Photo by Luca Bravo on Unsplash

Text Mining and Sentiment Analysis with NLTK and pandas in Python

Photo by Luca Bravo on Unsplash

Text Mining and Sentiment Analysis with NLTK and pandas in Python

Text Mining and Sentiment Analysis with NLTK and pandas in Python

Data import

import pandas as pd

# Import some Tweets from Elon Musk 
df = pd.read_csv("https://raw.githubusercontent.com/kirenz/twitter-tweepy/main/tweets.csv")
df.head(3)
Unnamed: 0 created_at id author_id text
0 0 2021-12-10T07:20:45.000Z 1469205428227784711 44196397 @Albi_SideArms maybe i will …
1 1 2021-12-10T07:19:05.000Z 1469205011687223298 44196397 @jack https://t.co/ueyR6NAwap
2 2 2021-12-10T06:44:19.000Z 1469196261953884160 44196397 @SawyerMerritt 🤣🤣

Data transformation

df['text'] = df['text'].astype(str).str.lower()
df.head(3)
Unnamed: 0 created_at id author_id text
0 0 2021-12-10T07:20:45.000Z 1469205428227784711 44196397 @albi_sidearms maybe i will …
1 1 2021-12-10T07:19:05.000Z 1469205011687223298 44196397 @jack https://t.co/ueyr6nawap
2 2 2021-12-10T06:44:19.000Z 1469196261953884160 44196397 @sawyermerritt 🤣🤣

Tokenization

Install nltk:

conda install -c anaconda nltk

We use nltk’s RegexpTokenizer to perform tokenization in combination with regular expressions.

To learn more about regular expressions (“regexp”), visit the following sites:

\w+ matches Unicode word characters with one or more occurrences; this includes most characters that can be part of a word in any language, as well as numbers and the underscore.

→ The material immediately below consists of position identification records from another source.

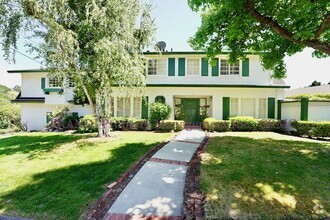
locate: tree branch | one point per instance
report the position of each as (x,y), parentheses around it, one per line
(325,24)
(283,32)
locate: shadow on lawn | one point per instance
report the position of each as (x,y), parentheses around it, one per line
(66,193)
(265,178)
(35,144)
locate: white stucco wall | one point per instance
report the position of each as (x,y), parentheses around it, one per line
(257,75)
(35,114)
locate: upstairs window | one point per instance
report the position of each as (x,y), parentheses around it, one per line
(157,67)
(228,69)
(193,67)
(54,82)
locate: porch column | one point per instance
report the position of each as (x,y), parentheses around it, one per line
(170,102)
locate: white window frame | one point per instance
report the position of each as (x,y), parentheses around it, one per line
(158,73)
(139,107)
(266,116)
(229,68)
(48,78)
(199,72)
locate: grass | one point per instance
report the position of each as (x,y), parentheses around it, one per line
(59,176)
(263,178)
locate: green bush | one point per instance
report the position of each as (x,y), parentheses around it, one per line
(310,128)
(244,123)
(87,124)
(121,123)
(269,125)
(140,124)
(158,112)
(212,124)
(171,125)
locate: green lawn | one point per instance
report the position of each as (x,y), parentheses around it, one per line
(264,178)
(59,176)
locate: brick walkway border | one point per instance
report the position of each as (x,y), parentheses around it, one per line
(193,197)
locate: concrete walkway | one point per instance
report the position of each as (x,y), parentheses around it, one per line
(157,189)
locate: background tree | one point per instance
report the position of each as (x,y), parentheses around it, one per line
(271,28)
(97,43)
(315,83)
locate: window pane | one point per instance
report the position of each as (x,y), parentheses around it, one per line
(233,106)
(53,82)
(152,67)
(248,107)
(161,67)
(137,107)
(193,67)
(224,67)
(262,108)
(120,107)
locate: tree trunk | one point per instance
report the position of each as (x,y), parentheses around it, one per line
(103,110)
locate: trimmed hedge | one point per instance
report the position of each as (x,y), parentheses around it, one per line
(212,124)
(311,128)
(242,123)
(171,125)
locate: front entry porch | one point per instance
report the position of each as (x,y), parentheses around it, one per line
(193,110)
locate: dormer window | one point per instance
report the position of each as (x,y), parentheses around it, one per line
(228,69)
(54,82)
(193,67)
(157,67)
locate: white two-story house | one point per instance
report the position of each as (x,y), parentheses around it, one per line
(184,80)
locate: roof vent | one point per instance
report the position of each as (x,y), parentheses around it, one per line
(161,45)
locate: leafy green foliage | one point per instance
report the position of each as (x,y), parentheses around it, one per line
(97,43)
(212,124)
(271,29)
(311,128)
(87,124)
(158,112)
(311,96)
(171,125)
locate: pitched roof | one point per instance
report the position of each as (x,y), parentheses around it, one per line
(308,90)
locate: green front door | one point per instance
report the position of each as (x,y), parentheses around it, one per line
(191,110)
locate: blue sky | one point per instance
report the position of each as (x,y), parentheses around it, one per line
(175,23)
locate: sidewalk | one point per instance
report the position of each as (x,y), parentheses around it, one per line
(157,189)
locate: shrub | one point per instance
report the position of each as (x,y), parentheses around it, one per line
(121,123)
(244,123)
(158,112)
(212,124)
(269,125)
(87,124)
(310,128)
(171,125)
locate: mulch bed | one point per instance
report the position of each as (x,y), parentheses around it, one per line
(193,197)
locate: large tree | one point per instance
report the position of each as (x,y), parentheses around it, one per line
(97,43)
(270,28)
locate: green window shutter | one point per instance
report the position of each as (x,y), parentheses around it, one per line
(215,68)
(304,109)
(144,106)
(182,66)
(75,115)
(48,117)
(225,108)
(245,67)
(171,66)
(205,67)
(271,107)
(43,83)
(279,109)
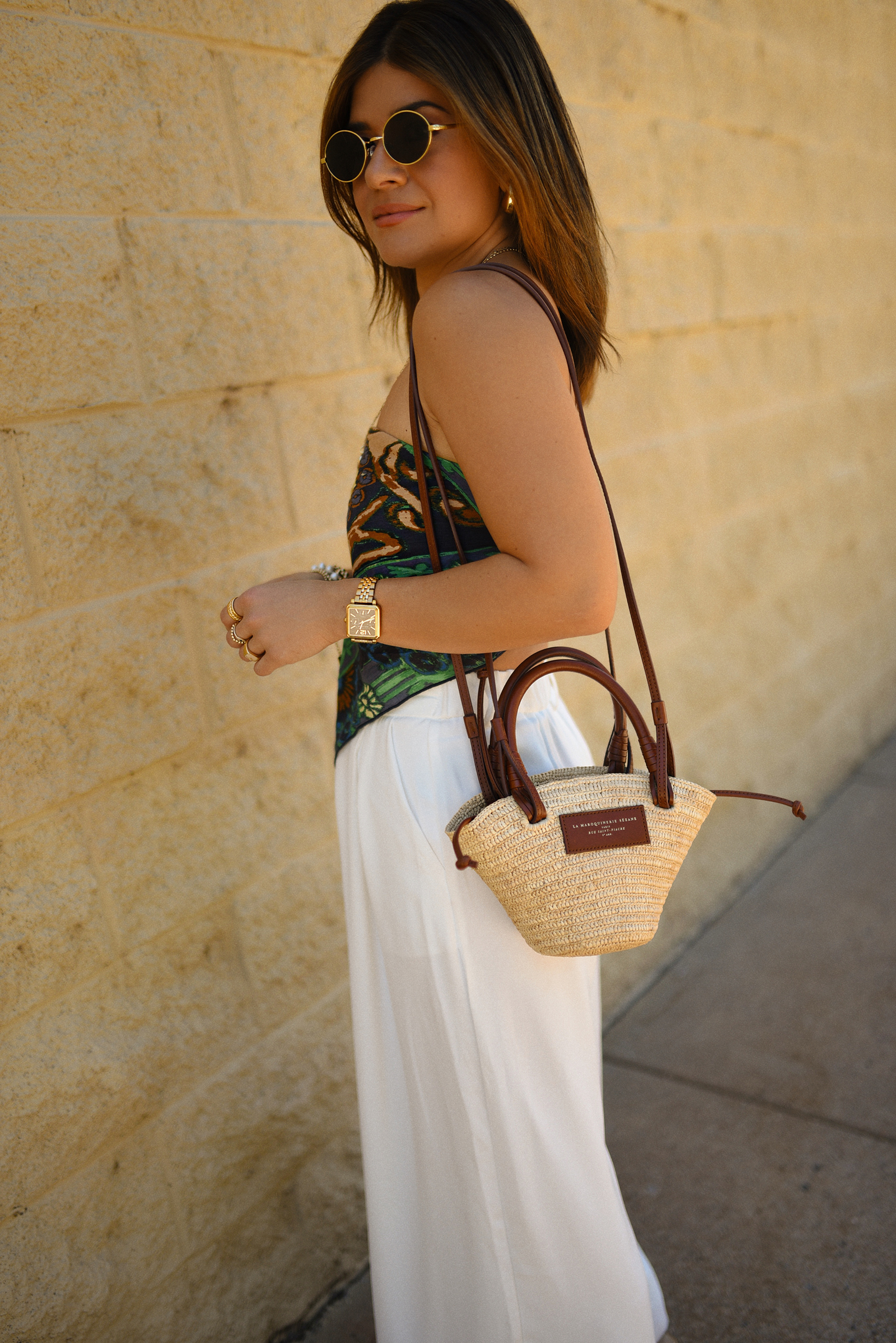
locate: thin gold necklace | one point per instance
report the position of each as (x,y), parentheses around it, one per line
(497,253)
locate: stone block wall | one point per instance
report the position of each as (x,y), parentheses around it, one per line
(185,382)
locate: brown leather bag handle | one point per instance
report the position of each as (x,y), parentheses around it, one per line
(500,767)
(547,662)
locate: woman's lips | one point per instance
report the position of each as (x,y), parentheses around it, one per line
(395,217)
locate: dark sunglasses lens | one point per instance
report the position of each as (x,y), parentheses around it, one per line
(345,155)
(405,137)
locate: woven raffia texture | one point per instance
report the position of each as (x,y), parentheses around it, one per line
(582,904)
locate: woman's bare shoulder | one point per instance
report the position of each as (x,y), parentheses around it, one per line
(474,308)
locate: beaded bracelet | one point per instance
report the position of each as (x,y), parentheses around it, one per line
(332,573)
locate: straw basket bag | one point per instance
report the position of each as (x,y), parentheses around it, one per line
(582,858)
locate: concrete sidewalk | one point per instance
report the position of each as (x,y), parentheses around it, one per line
(750,1095)
(750,1102)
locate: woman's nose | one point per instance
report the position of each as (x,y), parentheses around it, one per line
(382,171)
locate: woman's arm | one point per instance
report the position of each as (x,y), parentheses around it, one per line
(496,388)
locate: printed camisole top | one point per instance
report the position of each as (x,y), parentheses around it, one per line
(387,540)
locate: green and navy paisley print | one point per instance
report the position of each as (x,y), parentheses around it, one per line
(387,540)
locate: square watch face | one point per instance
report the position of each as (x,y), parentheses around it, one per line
(364,622)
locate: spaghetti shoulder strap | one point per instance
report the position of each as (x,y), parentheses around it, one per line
(541,299)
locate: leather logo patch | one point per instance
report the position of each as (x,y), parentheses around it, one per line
(617,828)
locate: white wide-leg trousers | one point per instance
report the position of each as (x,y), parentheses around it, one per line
(493,1205)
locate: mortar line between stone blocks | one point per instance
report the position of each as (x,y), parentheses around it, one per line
(225,732)
(200,1080)
(199,672)
(108,904)
(657,114)
(26,531)
(239,160)
(174,1195)
(746,1099)
(203,39)
(74,414)
(133,306)
(750,415)
(97,603)
(282,461)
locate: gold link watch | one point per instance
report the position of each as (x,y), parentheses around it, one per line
(362,614)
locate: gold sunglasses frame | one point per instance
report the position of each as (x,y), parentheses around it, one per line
(369,144)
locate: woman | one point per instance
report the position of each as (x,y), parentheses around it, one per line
(493,1206)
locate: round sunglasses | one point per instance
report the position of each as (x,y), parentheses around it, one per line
(405,137)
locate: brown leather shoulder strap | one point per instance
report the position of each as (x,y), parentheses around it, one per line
(418,417)
(541,299)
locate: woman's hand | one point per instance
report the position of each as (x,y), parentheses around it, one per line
(289,620)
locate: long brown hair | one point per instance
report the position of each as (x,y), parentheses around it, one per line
(486,58)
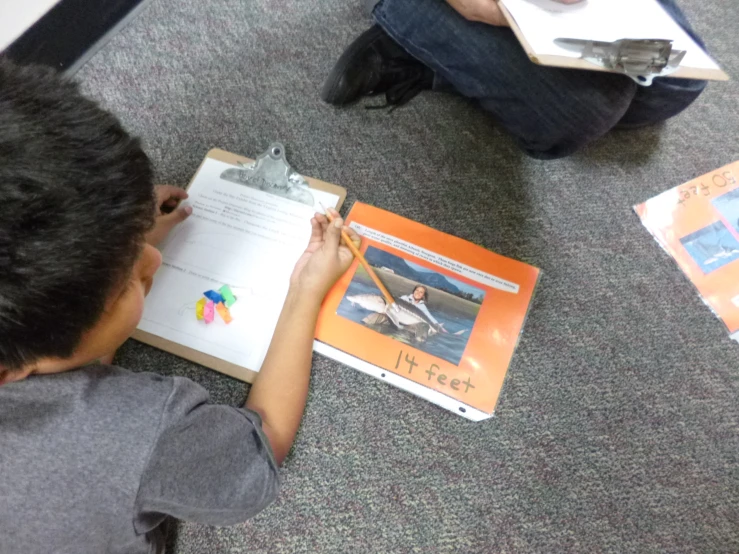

from nltk.tokenize import RegexpTokenizer

regexp = RegexpTokenizer('\w+')

df['text_token']=df['text'].apply(regexp.tokenize)
df.head(3)

Unnamed: 0 created_at id author_id text text_token
0 0 2021-12-10T07:20:45.000Z 1469205428227784711 44196397 @albi_sidearms maybe i will … [albi_sidearms, maybe, i, will]
1 1 2021-12-10T07:19:05.000Z 1469205011687223298 44196397 @jack https://t.co/ueyr6nawap [jack, https, t, co, ueyr6nawap]
2 2 2021-12-10T06:44:19.000Z 1469196261953884160 44196397 @sawyermerritt 🤣🤣 [sawyermerritt]

Stopwords

Stop words are words in a stop list which are dropped before analysing natural language data since they don’t contain valuable information (like “will”, “and”, “or”, “has”, …).

import nltk

nltk.download('stopwords')
[nltk_data] Downloading package stopwords to
[nltk_data]     /Users/jankirenz/nltk_data...
[nltk_data]   Package stopwords is already up-to-date!





True
import nltk
from nltk.corpus import stopwords

# Make a list of english stopwords
stopwords = nltk.corpus.stopwords.words("english")

# Extend the list with your own custom stopwords
my_stopwords = ['https']
stopwords.extend(my_stopwords)

We use a lambda function to remove the stopwords:

# Remove stopwords
df['text_token'] = df['text_token'].apply(lambda x: [item for item in x if item not in stopwords])
df.head(3)
Unnamed: 0 created_at id author_id text text_token
0 0 2021-12-10T07:20:45.000Z 1469205428227784711 44196397 @albi_sidearms maybe i will … [albi_sidearms, maybe]
1 1 2021-12-10T07:19:05.000Z 1469205011687223298 44196397 @jack https://t.co/ueyr6nawap [jack, co, ueyr6nawap]
2 2 2021-12-10T06:44:19.000Z 1469196261953884160 44196397 @sawyermerritt 🤣🤣 [sawyermerritt]

Remove infrequent words

We remove words which occur less then two times. Note that this operation changes the data format of our column text_token (notice the missing brackets).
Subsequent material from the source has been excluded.